His gift kicked in a moment later, and it was as unsettling as always.  No matter how many times the world had collapsed away beneath me, I’d never be quite used to it.  We were hardwired to fear the darkness and the deeps.  It made me think of graves.

It made us all think of graves, I suspect.

But morbid thoughts couldn’t cancel out the obvious privacy advantage of conducting our meetings inside of Dale’s gifts.  We’d simply have to put up with it.

“How have things been going with your plan?” I asked, seizing the opportunity to speak first as the cave subsided.

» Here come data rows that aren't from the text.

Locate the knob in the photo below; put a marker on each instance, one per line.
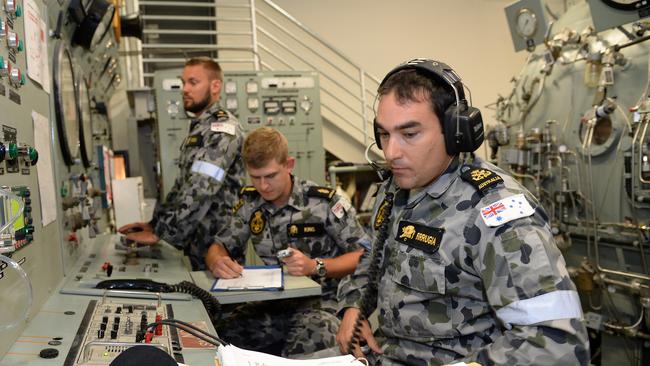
(10, 6)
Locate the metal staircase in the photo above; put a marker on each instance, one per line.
(259, 35)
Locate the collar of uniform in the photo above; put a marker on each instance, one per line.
(441, 184)
(297, 199)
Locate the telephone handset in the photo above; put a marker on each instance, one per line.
(369, 296)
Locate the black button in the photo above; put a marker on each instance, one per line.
(49, 353)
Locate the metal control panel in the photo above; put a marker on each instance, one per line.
(288, 101)
(111, 327)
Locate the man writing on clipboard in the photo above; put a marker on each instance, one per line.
(315, 229)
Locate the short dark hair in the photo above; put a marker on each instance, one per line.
(209, 64)
(411, 85)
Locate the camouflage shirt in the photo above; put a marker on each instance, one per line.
(468, 274)
(210, 177)
(316, 220)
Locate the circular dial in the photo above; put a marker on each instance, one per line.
(526, 23)
(629, 5)
(86, 125)
(65, 103)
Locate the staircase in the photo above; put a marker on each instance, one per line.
(259, 35)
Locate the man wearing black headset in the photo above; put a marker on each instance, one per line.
(464, 268)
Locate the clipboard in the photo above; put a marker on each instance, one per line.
(254, 278)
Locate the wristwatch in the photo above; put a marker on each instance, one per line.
(321, 271)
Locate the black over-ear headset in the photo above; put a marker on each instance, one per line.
(462, 124)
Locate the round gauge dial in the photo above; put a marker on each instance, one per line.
(86, 125)
(628, 5)
(526, 23)
(65, 103)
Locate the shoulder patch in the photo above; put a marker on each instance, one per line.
(221, 115)
(248, 191)
(238, 205)
(482, 179)
(224, 127)
(323, 192)
(506, 210)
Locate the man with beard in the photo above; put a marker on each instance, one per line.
(211, 170)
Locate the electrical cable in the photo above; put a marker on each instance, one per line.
(30, 298)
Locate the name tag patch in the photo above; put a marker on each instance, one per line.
(506, 210)
(305, 230)
(422, 237)
(223, 127)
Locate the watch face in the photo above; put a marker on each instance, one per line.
(630, 5)
(526, 23)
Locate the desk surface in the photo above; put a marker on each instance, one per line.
(293, 287)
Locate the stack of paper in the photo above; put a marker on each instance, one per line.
(232, 356)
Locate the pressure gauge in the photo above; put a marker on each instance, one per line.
(526, 23)
(306, 105)
(65, 103)
(86, 125)
(251, 87)
(253, 104)
(232, 104)
(231, 87)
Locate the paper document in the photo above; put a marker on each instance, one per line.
(253, 278)
(230, 355)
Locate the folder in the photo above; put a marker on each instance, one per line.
(253, 278)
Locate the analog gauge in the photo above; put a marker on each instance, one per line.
(251, 87)
(253, 104)
(65, 103)
(526, 23)
(94, 21)
(86, 125)
(306, 105)
(628, 5)
(231, 104)
(231, 87)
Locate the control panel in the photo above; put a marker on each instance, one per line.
(287, 101)
(111, 327)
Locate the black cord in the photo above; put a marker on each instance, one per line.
(197, 332)
(369, 296)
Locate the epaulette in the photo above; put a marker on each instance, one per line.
(322, 192)
(248, 191)
(221, 115)
(482, 179)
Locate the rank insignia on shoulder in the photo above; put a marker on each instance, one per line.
(381, 214)
(221, 115)
(506, 210)
(193, 141)
(323, 192)
(422, 237)
(482, 179)
(224, 127)
(305, 230)
(248, 191)
(237, 206)
(256, 222)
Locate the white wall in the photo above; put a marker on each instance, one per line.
(470, 35)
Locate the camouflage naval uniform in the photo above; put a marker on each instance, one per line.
(211, 175)
(319, 223)
(454, 289)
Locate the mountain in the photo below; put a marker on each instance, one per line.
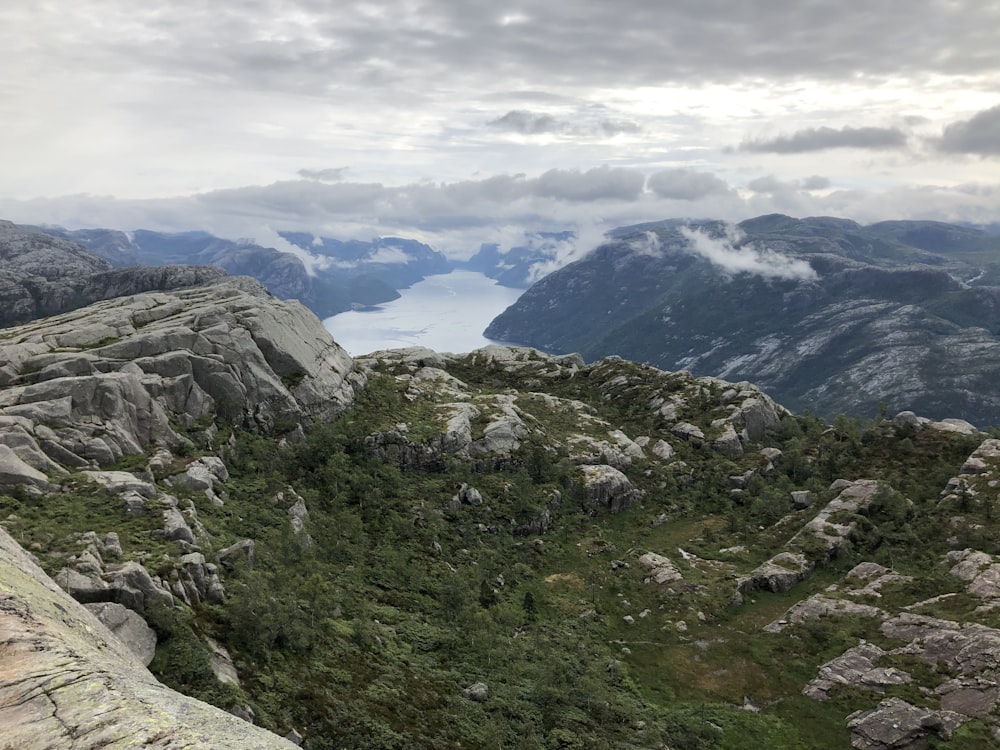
(499, 549)
(42, 275)
(284, 274)
(824, 313)
(395, 261)
(522, 265)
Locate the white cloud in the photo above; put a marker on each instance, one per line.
(727, 254)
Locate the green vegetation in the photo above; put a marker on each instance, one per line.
(364, 633)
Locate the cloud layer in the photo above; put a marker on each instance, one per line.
(823, 138)
(725, 253)
(453, 120)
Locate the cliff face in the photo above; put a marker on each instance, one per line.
(80, 391)
(66, 682)
(43, 275)
(498, 549)
(88, 387)
(822, 313)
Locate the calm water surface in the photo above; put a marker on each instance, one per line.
(446, 313)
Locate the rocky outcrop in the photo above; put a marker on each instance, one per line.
(821, 537)
(66, 681)
(43, 275)
(109, 380)
(859, 322)
(604, 486)
(896, 725)
(661, 569)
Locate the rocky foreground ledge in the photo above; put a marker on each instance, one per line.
(66, 682)
(82, 390)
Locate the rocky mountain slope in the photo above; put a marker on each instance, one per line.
(498, 549)
(823, 313)
(343, 274)
(42, 275)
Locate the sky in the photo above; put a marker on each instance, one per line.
(461, 121)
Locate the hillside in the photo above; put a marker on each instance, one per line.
(825, 314)
(499, 549)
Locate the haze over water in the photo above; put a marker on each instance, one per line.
(447, 313)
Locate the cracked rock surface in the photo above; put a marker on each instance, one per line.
(66, 682)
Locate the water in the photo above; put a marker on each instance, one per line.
(446, 313)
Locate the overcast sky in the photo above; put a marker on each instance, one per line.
(462, 121)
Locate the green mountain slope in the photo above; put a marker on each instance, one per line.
(823, 313)
(502, 549)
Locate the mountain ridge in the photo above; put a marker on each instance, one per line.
(872, 320)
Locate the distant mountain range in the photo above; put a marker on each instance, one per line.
(824, 313)
(522, 265)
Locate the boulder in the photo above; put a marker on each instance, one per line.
(478, 691)
(127, 627)
(67, 682)
(893, 724)
(241, 552)
(605, 486)
(687, 431)
(661, 570)
(857, 667)
(14, 472)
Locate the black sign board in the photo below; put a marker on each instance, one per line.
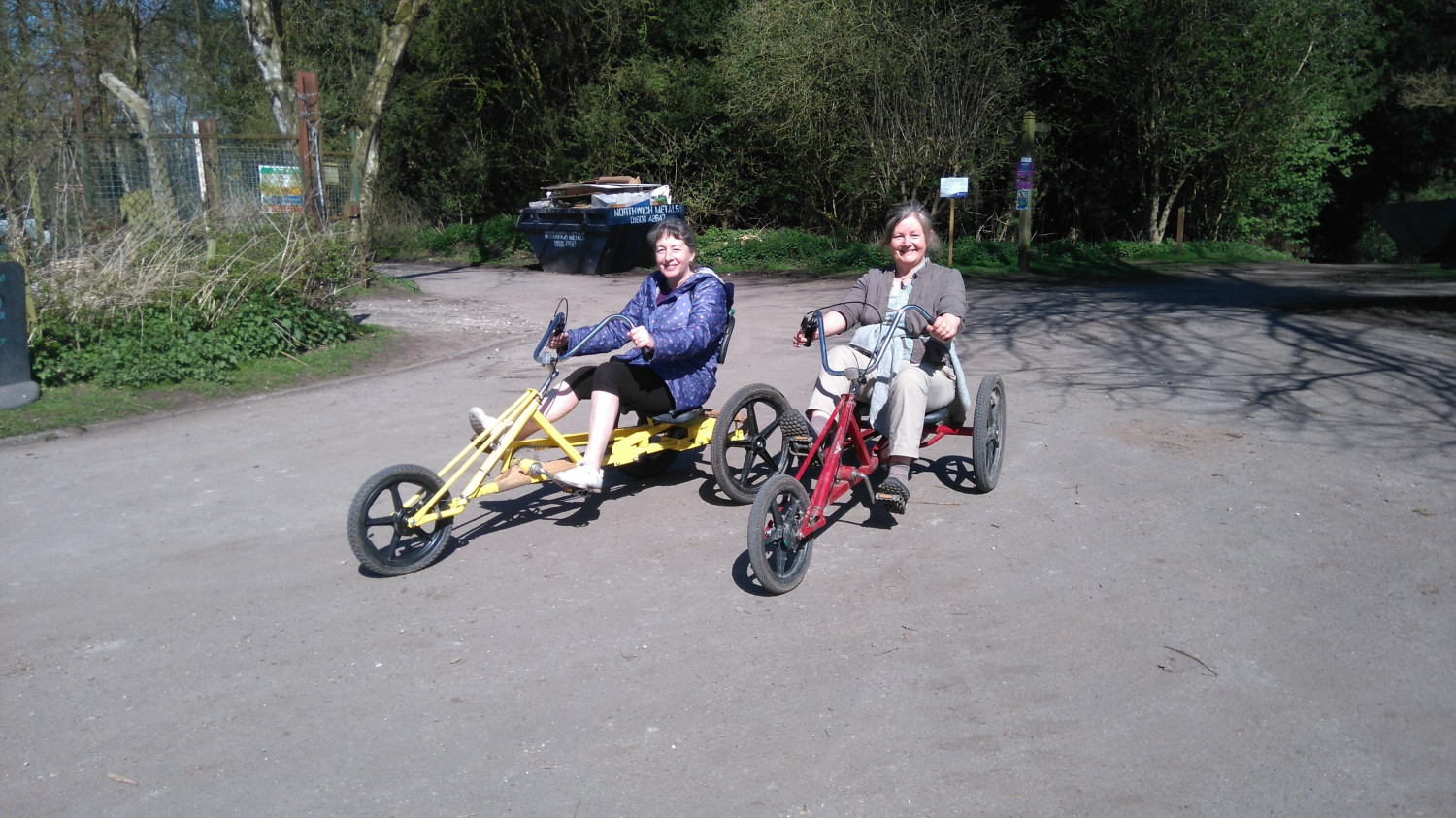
(17, 387)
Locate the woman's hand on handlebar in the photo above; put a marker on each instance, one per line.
(641, 338)
(835, 323)
(943, 328)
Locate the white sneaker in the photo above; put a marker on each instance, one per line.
(480, 421)
(581, 477)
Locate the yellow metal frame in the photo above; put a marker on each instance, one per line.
(495, 460)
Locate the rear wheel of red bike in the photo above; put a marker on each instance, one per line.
(778, 556)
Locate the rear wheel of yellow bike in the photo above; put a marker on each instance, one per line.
(381, 533)
(751, 440)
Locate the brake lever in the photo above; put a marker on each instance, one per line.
(809, 326)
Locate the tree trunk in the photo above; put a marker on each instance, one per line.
(156, 169)
(392, 40)
(264, 23)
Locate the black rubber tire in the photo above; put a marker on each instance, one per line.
(648, 466)
(987, 434)
(779, 559)
(768, 421)
(378, 533)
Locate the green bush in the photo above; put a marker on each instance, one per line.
(475, 242)
(169, 344)
(777, 249)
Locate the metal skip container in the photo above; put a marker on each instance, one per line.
(17, 387)
(594, 241)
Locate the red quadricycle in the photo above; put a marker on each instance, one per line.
(786, 515)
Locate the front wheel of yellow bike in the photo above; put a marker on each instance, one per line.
(381, 533)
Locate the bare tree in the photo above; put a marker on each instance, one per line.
(393, 37)
(156, 169)
(264, 22)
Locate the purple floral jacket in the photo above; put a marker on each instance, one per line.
(686, 328)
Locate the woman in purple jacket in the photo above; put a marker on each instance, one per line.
(678, 316)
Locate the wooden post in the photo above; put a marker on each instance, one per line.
(206, 131)
(1025, 154)
(949, 259)
(309, 146)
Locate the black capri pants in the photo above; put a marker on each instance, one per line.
(640, 387)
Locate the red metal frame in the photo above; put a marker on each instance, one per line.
(841, 430)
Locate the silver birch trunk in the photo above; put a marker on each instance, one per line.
(156, 169)
(392, 41)
(264, 23)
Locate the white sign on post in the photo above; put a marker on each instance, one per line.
(955, 186)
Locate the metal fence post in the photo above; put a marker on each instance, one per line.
(309, 160)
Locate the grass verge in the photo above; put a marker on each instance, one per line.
(82, 405)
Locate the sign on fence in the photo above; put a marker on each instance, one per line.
(955, 186)
(281, 188)
(17, 387)
(1024, 183)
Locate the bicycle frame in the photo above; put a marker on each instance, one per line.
(495, 450)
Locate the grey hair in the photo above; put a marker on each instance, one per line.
(675, 227)
(903, 212)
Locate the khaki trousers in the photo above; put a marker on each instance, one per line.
(913, 392)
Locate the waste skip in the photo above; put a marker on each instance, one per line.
(593, 239)
(17, 387)
(1426, 230)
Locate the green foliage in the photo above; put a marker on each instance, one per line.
(475, 244)
(159, 344)
(783, 249)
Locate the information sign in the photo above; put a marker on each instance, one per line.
(1024, 183)
(281, 188)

I didn’t really think that it was possible to put Jane in a better or worse mood, she listened mostly to her inner voices, but if we were going to have to have a fight it would be best to have it after we got all the useful information out.

“Excellent,” she said.  “The gifts work together like Andy suspected they would.  I’ve embodied several hundred scouts for our hosts, with more to come.”

“Monster bodies?” I asked.

“Some,” she allowed.  “Monsters based on animals and old stories on the outside, with their inner parts made up to be as human as possible.  They don’t know anything about biology, fortunately, so they have to make every form human on the inside, it’s the only way their creations stay alive.”

“Some?” asked Dale.  “What are the rest?”

Even through the darkness I could sense Haunter’s smile.

“Dogs,” she said, “And people.  Things that can blend in and bring back useful information from the Union refugees.”

Zero points for guessing whether any of them had done so, or would be doing so.  Jane’s passengers had worked hard to bring this about, and I didn’t begrudge as many of them as wanted to take it their precious escape hatch.  Her capacities didn’t really change if she had a dozen shades or a few thousand, it wasn’t like anyone under us was going to be counting them.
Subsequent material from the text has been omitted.